La prima si divide tra un Nord saldamente al centrodestra e un Sud – Puglia e Campania stavolta – ancora consegnato al centrosinistra.

La seconda, quella che resta a casa, è ormai il vero gigante del nostro tempo: milioni di cittadini che guardano la politica come si guarda una città lontana, sapendo che là dentro non cambia mai nulla.

Ed è questa la verità che le elezioni hanno reso impossibile ignorare: il varco tra popolo e politica è oggi murato dall’astensione.

Un muro alto, pesante, costruito da anni di delusioni, promesse mancate, leadership senza coraggio.

Chi pensa di governare limitandosi a spartire le sigle dentro questo recinto sbaglia prospettiva: non serve una nuova geometria, serve riaprire quel varco. Ed è qui che emerge, più chiaro di prima, il ruolo di Roberto Vannacci.

In Veneto, il Nord ha parlato con voce piena: la Lega torna primo partito, il sentimento identitario non è folklore da campagna elettorale, ma la grammatica naturale di chi lavora, produce, rischia.

È esattamente la grammatica che Vannacci ha riportato al centro del dibattito: ordine, orgoglio, responsabilità, libertà concreta, difesa dei territori.

Nel Sud, tra Puglia e Campania, dove l’apparato del centrosinistra sembra eterno, si intravede invece una faglia nuova: un pezzo di Mezzogiorno che non vuole più essere trattato come un minorenne recidivo, che pretende disciplina, sicurezza, dignità.

È una domanda che nessuno intercetta più, se non chi può parlare non da funzionario, ma da uomo che ha comandato davvero.

E qui la biografia di Vannacci pesa più di qualsiasi slogan.

Ma il nodo resta l’astensione.

Il grande popolo silenzioso che da anni non vota non per superficialità, ma per sfiducia: sfiducia in una politica senza rischio, senza sangue nelle vene, senza vita; sfiducia in una classe dirigente che non si assume mai la responsabilità di niente.
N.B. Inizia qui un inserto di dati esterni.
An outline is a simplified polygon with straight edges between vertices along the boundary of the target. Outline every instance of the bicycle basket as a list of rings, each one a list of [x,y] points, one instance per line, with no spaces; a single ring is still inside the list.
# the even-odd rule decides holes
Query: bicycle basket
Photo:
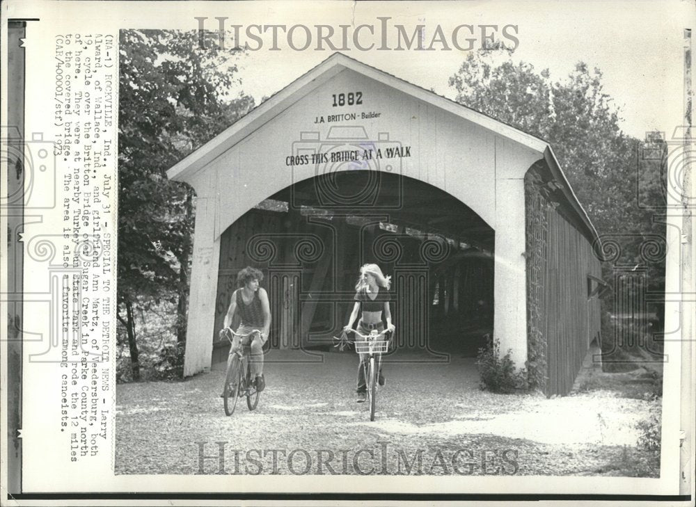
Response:
[[[355,351],[358,354],[373,353],[383,354],[389,348],[389,340],[361,340],[356,341]]]

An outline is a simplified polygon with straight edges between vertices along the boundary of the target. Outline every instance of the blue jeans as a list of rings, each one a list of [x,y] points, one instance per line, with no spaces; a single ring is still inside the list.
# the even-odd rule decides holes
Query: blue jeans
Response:
[[[372,329],[377,330],[377,332],[381,332],[384,330],[384,324],[380,322],[377,325],[377,328],[372,328]],[[360,321],[358,323],[358,332],[361,335],[370,335],[372,329],[365,328],[363,324],[363,321]],[[358,339],[361,339],[358,338]],[[367,369],[370,367],[370,355],[369,354],[358,354],[360,356],[360,362],[358,364],[358,389],[356,389],[358,392],[365,392],[367,390],[367,383],[365,381],[365,369]],[[379,375],[382,374],[382,362],[379,361]],[[364,366],[363,366],[364,365]]]
[[[235,332],[239,335],[246,335],[255,329],[258,329],[258,327],[244,324],[240,325]],[[251,378],[255,378],[256,376],[261,375],[263,373],[263,345],[266,341],[265,340],[262,340],[261,337],[258,335],[253,335],[253,339],[250,336],[244,338],[243,343],[242,341],[242,339],[239,337],[235,336],[232,337],[228,364],[229,364],[230,360],[232,359],[232,353],[239,351],[241,347],[244,347],[244,354],[248,357],[249,364],[251,367]]]

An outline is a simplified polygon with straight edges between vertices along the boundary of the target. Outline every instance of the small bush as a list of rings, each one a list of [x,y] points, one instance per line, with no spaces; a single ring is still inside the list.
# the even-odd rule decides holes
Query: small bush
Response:
[[[527,371],[525,369],[516,370],[510,357],[512,349],[500,357],[500,343],[495,340],[480,348],[476,357],[476,364],[481,375],[479,387],[486,391],[498,393],[512,393],[528,388]]]
[[[172,380],[184,376],[183,344],[167,344],[159,351],[159,355],[152,364],[155,376]]]
[[[636,425],[640,432],[638,447],[646,451],[660,452],[662,438],[661,401],[661,399],[656,399],[650,408],[650,415]]]

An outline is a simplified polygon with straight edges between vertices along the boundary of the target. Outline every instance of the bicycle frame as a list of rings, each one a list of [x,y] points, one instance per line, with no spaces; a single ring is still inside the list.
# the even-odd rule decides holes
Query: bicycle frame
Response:
[[[225,385],[223,387],[223,397],[224,398],[225,413],[227,415],[232,415],[232,413],[235,411],[235,407],[237,405],[237,399],[239,397],[243,396],[246,397],[246,404],[250,410],[254,410],[256,408],[256,404],[258,403],[259,392],[256,390],[255,387],[252,387],[251,361],[249,360],[249,357],[247,357],[247,354],[245,353],[246,347],[249,346],[251,344],[244,344],[244,339],[252,335],[260,335],[260,331],[253,330],[246,335],[240,335],[235,332],[229,328],[226,328],[225,330],[227,332],[225,333],[225,336],[230,341],[230,353],[228,356],[227,371],[225,374]],[[234,339],[235,337],[240,339],[239,347],[236,350],[235,348]],[[238,378],[230,378],[230,369],[232,367],[235,360],[239,361],[239,370],[237,370],[239,376]],[[232,374],[232,376],[235,376]],[[237,380],[239,380],[239,383],[234,384],[234,390],[230,393],[228,389],[230,381]],[[233,403],[231,405],[231,408],[230,408],[228,403],[228,398],[230,396],[233,398]]]
[[[366,355],[365,360],[363,360],[362,357],[361,357],[361,360],[365,374],[365,383],[369,401],[370,420],[374,421],[379,383],[377,381],[377,377],[379,374],[379,367],[381,365],[382,354],[389,348],[389,340],[380,340],[379,338],[389,331],[385,330],[380,333],[373,332],[370,335],[365,335],[355,330],[351,330],[356,336],[363,339],[354,342],[355,351],[361,355],[363,354]]]

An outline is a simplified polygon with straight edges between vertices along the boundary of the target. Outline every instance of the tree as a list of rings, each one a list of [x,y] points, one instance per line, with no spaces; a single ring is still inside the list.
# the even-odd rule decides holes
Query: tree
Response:
[[[134,305],[176,303],[177,341],[186,339],[193,193],[167,179],[166,170],[254,105],[242,92],[230,97],[241,83],[235,77],[241,51],[201,49],[197,37],[120,32],[118,305],[134,380],[140,371]]]
[[[547,140],[600,237],[618,238],[615,261],[647,264],[651,290],[663,292],[665,260],[654,251],[661,246],[645,255],[646,242],[665,235],[663,140],[651,134],[642,142],[622,131],[620,109],[599,69],[580,62],[553,81],[548,69],[537,72],[512,56],[500,47],[470,54],[450,79],[456,100]],[[613,266],[603,269],[610,280]],[[603,303],[611,309],[611,300]]]

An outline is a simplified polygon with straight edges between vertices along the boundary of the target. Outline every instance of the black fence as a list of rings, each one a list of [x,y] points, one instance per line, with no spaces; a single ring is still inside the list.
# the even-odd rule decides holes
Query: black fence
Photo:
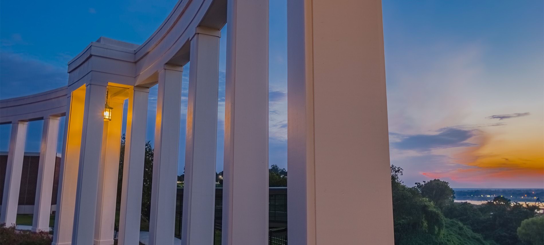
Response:
[[[221,245],[222,230],[221,224],[215,223],[213,232],[213,245]],[[268,231],[268,244],[287,245],[287,229],[270,229]]]
[[[287,244],[287,191],[285,187],[271,187],[269,189],[269,245]],[[181,222],[183,206],[183,188],[178,188],[176,198],[175,236],[181,237]],[[222,220],[223,190],[215,189],[215,224],[213,244],[221,245]]]

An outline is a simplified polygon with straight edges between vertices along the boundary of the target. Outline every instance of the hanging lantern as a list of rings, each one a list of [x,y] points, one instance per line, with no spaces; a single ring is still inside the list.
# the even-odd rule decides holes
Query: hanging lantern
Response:
[[[104,121],[111,121],[112,120],[112,112],[113,107],[109,106],[108,105],[108,91],[106,92],[106,106],[104,108]]]

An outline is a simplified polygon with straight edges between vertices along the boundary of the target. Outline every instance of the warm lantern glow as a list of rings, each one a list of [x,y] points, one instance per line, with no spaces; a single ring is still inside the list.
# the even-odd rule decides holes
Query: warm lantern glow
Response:
[[[112,109],[113,109],[113,107],[109,106],[108,105],[108,96],[109,95],[109,91],[107,90],[106,92],[106,106],[104,108],[104,121],[111,121],[112,120]]]
[[[113,109],[112,107],[106,104],[106,107],[104,108],[104,121],[111,121],[112,120],[112,109]]]

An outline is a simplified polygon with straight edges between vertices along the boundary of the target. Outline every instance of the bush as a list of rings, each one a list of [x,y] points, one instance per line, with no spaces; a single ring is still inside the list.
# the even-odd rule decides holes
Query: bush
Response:
[[[49,233],[15,230],[15,226],[0,225],[0,245],[50,245],[53,239]]]
[[[544,244],[544,216],[537,216],[521,222],[517,228],[520,240],[531,245]]]

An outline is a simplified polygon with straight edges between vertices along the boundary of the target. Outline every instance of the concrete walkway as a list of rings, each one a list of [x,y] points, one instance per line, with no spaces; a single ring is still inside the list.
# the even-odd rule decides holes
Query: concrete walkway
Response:
[[[16,230],[32,230],[32,225],[15,225],[15,229],[16,229]],[[53,230],[53,228],[50,227],[49,228],[49,231],[51,231],[52,230]]]
[[[17,225],[15,229],[21,230],[30,230],[32,229],[32,225]],[[50,227],[49,230],[53,230],[53,228]],[[149,245],[149,231],[140,231],[140,242]],[[174,245],[181,245],[181,240],[176,237],[174,238]]]
[[[149,231],[140,231],[140,242],[149,245]],[[181,245],[181,240],[176,237],[174,238],[174,245]]]

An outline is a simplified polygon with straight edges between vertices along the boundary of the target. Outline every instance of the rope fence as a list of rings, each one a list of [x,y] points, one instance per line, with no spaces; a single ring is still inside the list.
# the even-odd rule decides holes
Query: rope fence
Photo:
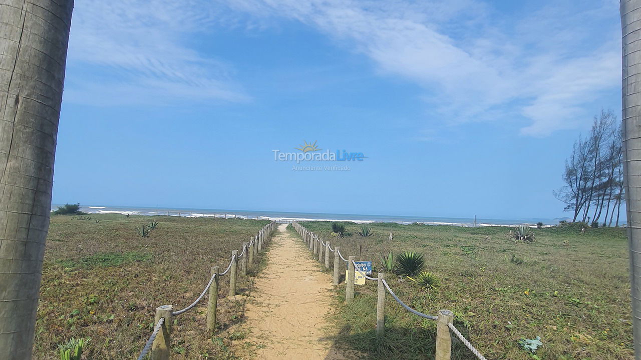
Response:
[[[339,282],[339,274],[341,266],[340,260],[342,260],[343,261],[347,263],[347,275],[345,276],[345,302],[350,303],[354,300],[354,282],[356,272],[358,272],[362,275],[365,277],[367,280],[376,281],[378,282],[378,291],[377,294],[376,302],[377,336],[380,336],[385,333],[385,293],[389,293],[389,294],[392,295],[392,297],[397,302],[398,302],[401,306],[408,311],[421,318],[437,321],[436,360],[451,359],[453,334],[458,338],[463,344],[465,345],[467,348],[469,348],[470,351],[471,351],[472,353],[474,354],[474,356],[476,356],[479,360],[486,360],[485,357],[481,355],[478,350],[476,350],[476,348],[472,346],[472,344],[470,343],[469,341],[468,341],[467,339],[466,339],[465,336],[461,334],[460,331],[459,331],[456,327],[454,326],[454,324],[453,323],[454,322],[454,313],[452,311],[444,309],[439,310],[438,316],[435,316],[433,315],[424,314],[412,309],[399,299],[397,296],[396,296],[396,294],[395,294],[394,291],[392,290],[389,284],[388,284],[387,282],[385,281],[385,274],[384,273],[378,273],[378,277],[368,276],[367,274],[361,271],[361,270],[358,268],[358,266],[356,266],[356,261],[354,261],[354,256],[347,256],[347,259],[345,259],[345,258],[343,257],[343,255],[340,253],[340,247],[337,246],[335,247],[335,249],[332,249],[331,247],[329,246],[329,241],[327,241],[326,243],[322,239],[319,239],[317,235],[305,229],[304,226],[298,222],[293,221],[291,224],[294,229],[299,235],[301,235],[303,238],[303,241],[306,245],[308,246],[309,249],[311,250],[315,255],[317,253],[318,254],[319,262],[322,262],[322,258],[323,252],[321,249],[323,247],[325,248],[325,266],[328,268],[329,267],[329,254],[330,252],[334,253],[334,285],[338,285]]]
[[[156,316],[154,322],[153,332],[145,343],[140,355],[137,360],[142,360],[148,354],[151,360],[169,360],[171,347],[171,325],[173,316],[185,313],[193,309],[203,300],[205,294],[209,292],[209,301],[207,306],[207,330],[213,333],[216,329],[216,311],[218,300],[218,285],[221,276],[229,274],[229,294],[230,297],[237,295],[236,281],[238,273],[238,262],[240,261],[240,274],[247,275],[247,268],[249,264],[257,262],[258,256],[266,245],[266,241],[270,240],[269,236],[276,229],[279,222],[272,221],[261,229],[255,236],[252,236],[249,242],[243,243],[243,249],[238,255],[238,250],[231,252],[229,265],[225,271],[219,273],[218,266],[212,266],[210,269],[209,282],[205,286],[194,302],[187,307],[173,311],[173,305],[163,305],[156,309]],[[160,335],[160,336],[158,335]],[[151,350],[151,353],[149,351]]]

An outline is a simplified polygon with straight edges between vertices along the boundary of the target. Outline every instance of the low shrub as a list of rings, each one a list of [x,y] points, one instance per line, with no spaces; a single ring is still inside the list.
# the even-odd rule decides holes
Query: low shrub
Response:
[[[425,257],[415,251],[402,252],[396,259],[396,269],[399,275],[416,275],[425,270]]]
[[[54,215],[84,215],[86,213],[80,211],[80,204],[65,204],[51,213]]]
[[[407,277],[408,279],[416,282],[424,290],[436,290],[440,286],[440,279],[433,273],[424,271],[419,273],[414,277]]]

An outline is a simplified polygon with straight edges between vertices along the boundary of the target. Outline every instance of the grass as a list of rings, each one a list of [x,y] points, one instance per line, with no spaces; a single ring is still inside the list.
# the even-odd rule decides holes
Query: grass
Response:
[[[33,359],[59,359],[58,345],[90,337],[83,356],[93,360],[135,359],[149,338],[156,307],[190,304],[209,279],[210,268],[224,270],[232,250],[266,220],[121,215],[51,217],[43,267]],[[141,238],[135,226],[158,222]],[[262,260],[262,259],[261,259]],[[250,269],[255,274],[262,265]],[[238,277],[246,293],[252,277]],[[227,297],[229,277],[220,281],[219,331],[206,334],[206,299],[174,318],[172,359],[234,359],[229,347],[237,334],[226,329],[244,321],[244,297]]]
[[[346,231],[358,225],[343,223]],[[331,237],[329,223],[303,225],[358,255],[363,240]],[[363,259],[381,268],[379,255],[394,250],[424,254],[426,270],[438,276],[438,290],[422,291],[414,282],[387,275],[406,304],[425,313],[452,310],[454,325],[488,359],[526,360],[521,339],[540,336],[537,356],[543,359],[633,359],[628,244],[622,229],[572,227],[535,230],[537,242],[515,243],[506,227],[370,224]],[[388,234],[394,236],[390,241]],[[368,359],[433,359],[435,322],[412,315],[386,299],[386,333],[375,334],[376,285],[356,286],[345,306],[344,286],[336,290],[342,329],[337,345],[367,353]],[[453,359],[473,359],[455,343]]]

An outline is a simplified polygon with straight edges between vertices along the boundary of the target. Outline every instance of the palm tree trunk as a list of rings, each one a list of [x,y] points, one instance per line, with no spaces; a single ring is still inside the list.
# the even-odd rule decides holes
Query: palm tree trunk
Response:
[[[623,171],[635,358],[641,360],[641,0],[620,0],[622,37]]]
[[[72,8],[0,0],[0,351],[18,360],[33,345]]]

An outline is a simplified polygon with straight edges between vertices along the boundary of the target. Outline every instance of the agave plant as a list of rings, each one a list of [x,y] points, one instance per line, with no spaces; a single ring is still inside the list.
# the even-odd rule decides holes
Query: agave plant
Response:
[[[60,360],[80,360],[83,348],[89,343],[91,338],[72,338],[64,344],[58,345],[60,352]]]
[[[510,230],[512,238],[515,241],[523,241],[524,243],[533,243],[536,241],[534,238],[534,232],[529,226],[519,225]]]
[[[331,223],[331,232],[337,234],[339,238],[345,236],[345,225],[337,222]]]
[[[151,220],[151,222],[150,222],[149,224],[147,225],[147,227],[149,228],[150,230],[156,230],[156,227],[158,225],[158,222]]]
[[[433,273],[424,271],[419,273],[414,277],[407,277],[408,279],[416,282],[421,288],[428,290],[436,289],[440,286],[440,279]]]
[[[149,233],[151,232],[151,229],[147,227],[146,225],[142,225],[140,226],[136,227],[136,233],[142,238],[146,238]]]
[[[371,236],[372,235],[374,235],[374,231],[372,231],[371,227],[368,227],[367,226],[362,226],[360,229],[356,230],[356,234],[358,234],[360,236],[363,238],[367,238],[368,236]]]
[[[399,275],[412,276],[425,270],[425,257],[415,251],[402,252],[396,259],[396,271]]]
[[[381,259],[381,265],[383,265],[383,268],[385,269],[387,272],[392,272],[394,270],[394,253],[392,252],[389,252],[387,254],[378,256],[379,259]]]

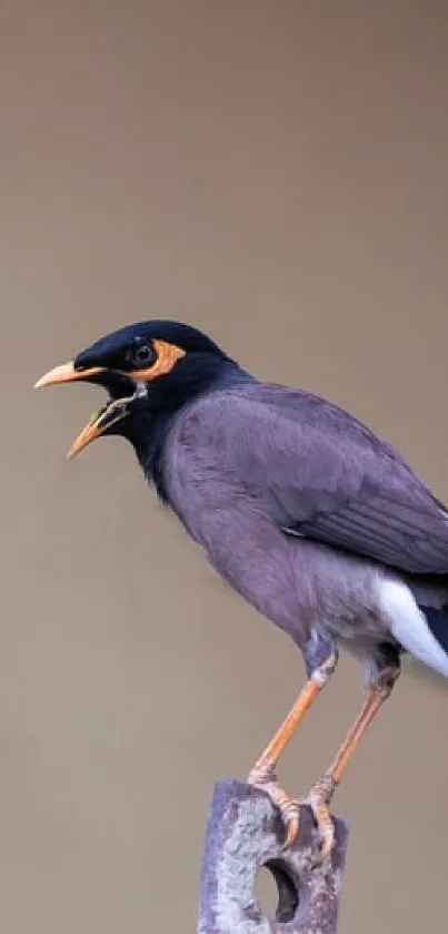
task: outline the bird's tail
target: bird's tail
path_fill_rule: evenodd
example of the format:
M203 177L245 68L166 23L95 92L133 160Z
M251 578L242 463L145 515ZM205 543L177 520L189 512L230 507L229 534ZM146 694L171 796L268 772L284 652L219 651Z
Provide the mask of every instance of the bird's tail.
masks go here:
M448 658L448 606L435 610L432 607L424 607L420 603L419 608L425 616L431 636L434 636Z

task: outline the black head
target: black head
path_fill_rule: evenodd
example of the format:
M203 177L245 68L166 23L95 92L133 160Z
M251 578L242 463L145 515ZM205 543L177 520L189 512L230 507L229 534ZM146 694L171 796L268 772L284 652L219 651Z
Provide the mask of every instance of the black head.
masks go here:
M101 337L74 358L42 376L36 386L83 381L103 386L107 404L78 435L73 456L100 435L121 434L136 448L141 433L238 365L206 334L175 321L149 321Z

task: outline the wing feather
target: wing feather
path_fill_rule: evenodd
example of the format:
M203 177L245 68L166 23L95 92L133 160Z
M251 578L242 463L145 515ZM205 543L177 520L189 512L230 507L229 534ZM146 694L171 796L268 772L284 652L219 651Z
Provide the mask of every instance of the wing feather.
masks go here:
M348 412L266 383L210 396L201 412L208 440L287 533L405 572L448 573L446 508Z

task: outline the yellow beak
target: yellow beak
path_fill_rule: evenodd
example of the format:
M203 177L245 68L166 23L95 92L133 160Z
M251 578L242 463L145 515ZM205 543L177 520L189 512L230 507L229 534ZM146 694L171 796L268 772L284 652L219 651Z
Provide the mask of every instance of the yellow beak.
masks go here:
M41 386L52 386L56 383L73 383L74 380L88 380L89 376L96 376L97 373L103 373L103 366L92 366L90 370L74 370L72 361L62 363L60 366L54 366L49 370L43 376L34 383L34 390Z
M54 366L53 370L49 370L44 376L41 376L41 378L38 380L34 384L34 389L38 390L41 386L52 386L58 383L73 383L76 380L89 380L90 376L96 376L98 373L104 373L104 366L92 366L90 370L76 370L73 363L70 361L69 363L63 363L61 366ZM79 454L80 451L83 451L88 444L91 444L92 441L100 437L101 434L104 434L111 425L121 421L121 419L125 419L129 411L128 403L131 401L132 396L116 399L103 409L94 412L86 427L82 429L76 441L73 441L67 458L69 460L74 458L74 455Z

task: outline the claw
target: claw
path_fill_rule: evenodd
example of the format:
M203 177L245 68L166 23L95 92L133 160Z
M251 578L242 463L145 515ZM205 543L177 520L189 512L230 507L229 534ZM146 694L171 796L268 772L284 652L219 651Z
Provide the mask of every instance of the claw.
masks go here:
M275 807L278 807L286 829L282 849L292 846L299 835L300 805L293 800L278 784L272 764L263 763L253 767L248 781L256 788L266 792Z
M303 804L308 804L312 810L321 838L321 846L316 861L317 864L323 863L330 856L335 845L335 827L328 809L335 787L336 783L332 777L326 775L320 781L316 783L308 798L303 800Z

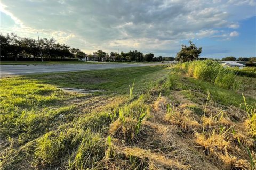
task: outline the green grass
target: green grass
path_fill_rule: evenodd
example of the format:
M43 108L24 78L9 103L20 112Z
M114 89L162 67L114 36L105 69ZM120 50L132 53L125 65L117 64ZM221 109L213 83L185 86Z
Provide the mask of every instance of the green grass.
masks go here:
M236 71L239 75L256 78L256 67L244 67L243 69L228 67L227 69Z
M176 74L171 74L169 81L171 89L181 90L181 94L187 98L195 102L199 101L202 97L197 92L207 95L208 91L211 98L217 103L225 106L238 107L244 102L241 93L235 93L230 90L223 89L207 81ZM256 103L256 98L253 98L247 94L245 95L247 103L250 105ZM241 105L241 107L245 108L244 106Z
M193 61L178 66L183 68L189 76L210 82L220 87L237 91L242 86L242 81L236 81L237 72L228 70L218 62L211 60Z
M1 78L0 138L11 151L0 153L4 160L0 167L15 169L24 160L30 160L31 164L26 163L29 168L61 164L69 169L86 169L100 165L96 157L102 159L106 146L101 129L109 126L108 113L117 109L122 100L107 103L107 110L100 103L113 96L129 101L129 85L134 79L135 95L146 90L145 82L166 77L163 69L148 66ZM60 87L104 91L68 94ZM84 111L90 107L89 110L97 111ZM141 123L142 118L138 118ZM137 129L134 133L139 132L139 128Z
M0 61L0 65L52 65L52 64L154 64L159 62L95 62L95 61Z
M223 139L220 143L211 141L213 144L207 146L213 149L211 151L223 154L226 149L219 143L231 139L228 143L233 144L239 139L241 144L235 149L249 164L244 143L250 144L254 156L250 138L255 133L250 131L250 140L245 139L245 136L239 138L240 129L221 121L229 117L228 114L214 113L219 105L246 112L245 105L241 104L244 103L242 94L185 73L182 69L145 66L1 78L0 169L189 169L190 164L198 167L206 165L205 162L217 167L228 167L223 162L215 164L219 161L215 158L209 161L213 158L200 149L202 143L208 143L204 140L218 137L214 133L220 129L225 131ZM59 87L102 91L66 93ZM244 95L249 111L255 112L251 109L255 106L254 92ZM153 107L156 104L157 107ZM253 132L254 112L248 114ZM243 117L247 119L246 116ZM213 126L202 128L200 123L212 117L216 119ZM230 127L236 132L232 136ZM202 142L197 139L195 143L195 138L198 137L193 134L212 135L202 137ZM233 135L237 137L234 139ZM218 152L215 147L222 150ZM229 150L228 154L236 154L236 150ZM186 155L198 159L190 162Z
M105 64L105 62L83 61L34 62L34 61L0 61L0 65L52 65L52 64Z

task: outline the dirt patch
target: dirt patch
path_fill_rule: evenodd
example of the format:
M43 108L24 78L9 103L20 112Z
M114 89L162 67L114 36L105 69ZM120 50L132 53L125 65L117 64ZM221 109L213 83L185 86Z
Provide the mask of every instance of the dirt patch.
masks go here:
M99 78L82 77L77 80L77 82L86 83L100 83L107 82L107 80Z
M60 88L66 92L74 92L78 94L93 94L97 92L102 92L103 90L89 90L76 88Z

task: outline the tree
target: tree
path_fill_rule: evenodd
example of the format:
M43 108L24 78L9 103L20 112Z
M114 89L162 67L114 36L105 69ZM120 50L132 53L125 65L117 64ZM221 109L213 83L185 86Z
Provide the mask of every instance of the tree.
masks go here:
M162 56L162 55L159 56L158 57L158 60L159 60L159 61L162 61L162 60L163 60L163 57Z
M96 52L93 53L93 54L97 54L97 56L99 57L99 60L101 60L102 58L103 58L107 55L107 53L106 52L101 50L99 50Z
M195 44L189 41L190 45L181 45L181 50L177 53L176 60L181 62L186 62L197 60L202 52L202 47L197 48Z
M151 53L148 53L148 54L146 54L144 56L144 58L145 58L145 61L146 61L147 62L151 62L152 61L152 60L153 59L153 57L154 57L154 54Z
M10 37L0 33L0 55L7 56L9 52Z
M236 58L234 57L230 56L221 59L222 61L236 61Z
M247 62L249 61L249 58L243 58L243 57L239 57L236 60L238 61L243 61L243 62Z

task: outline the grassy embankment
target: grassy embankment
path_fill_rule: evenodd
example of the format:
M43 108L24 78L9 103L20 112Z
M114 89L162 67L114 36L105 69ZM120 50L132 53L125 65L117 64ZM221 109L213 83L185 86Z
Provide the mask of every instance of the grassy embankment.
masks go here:
M63 62L34 62L34 61L0 61L0 65L53 65L53 64L154 64L156 62L95 62L95 61L63 61ZM159 63L159 62L158 62Z
M2 78L0 167L252 169L255 79L232 76L239 89L187 66Z

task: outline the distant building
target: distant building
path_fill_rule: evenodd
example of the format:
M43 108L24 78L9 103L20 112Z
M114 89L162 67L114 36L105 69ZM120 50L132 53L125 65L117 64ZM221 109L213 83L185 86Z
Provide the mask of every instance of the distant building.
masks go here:
M243 68L245 66L245 65L238 63L234 61L228 61L227 62L223 63L221 64L224 67L239 67L240 69Z

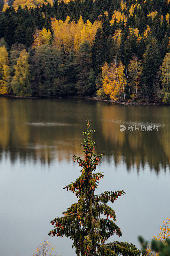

Per loro non bastano tavoli programmatici, retoriche melliflue o annunci di riforme riannunciati per decenni.

Serve qualcuno che abbia già dimostrato, nella vita reale, cosa significa rispondere delle proprie scelte.

Serve qualcuno che non debba costruire credibilità, perché la sua credibilità è già lì, scritta nella biografia e nel servizio.

Oggi, quel qualcuno è Vannacci.

È l’unico che può riaprire il varco murato dall’astensione, non contendere centimetri dentro il recinto.

L’unico che può riportare alla cittadinanza attiva milioni di italiani usciti dalle stanze della politica perché non ne sopportavano più l’aria viziata.

L’unico capace di parlare al Nord che produce, al Sud che vive nella contraddizione, e soprattutto a chi non si riconosce più in nulla.

Per questo, lo dico con assoluta chiarezza: dopo questo voto, Vannacci non è un fenomeno laterale, ma la chiave di volta del futuro politico italiano.

Non serve a un partito: serve alla Nazione.»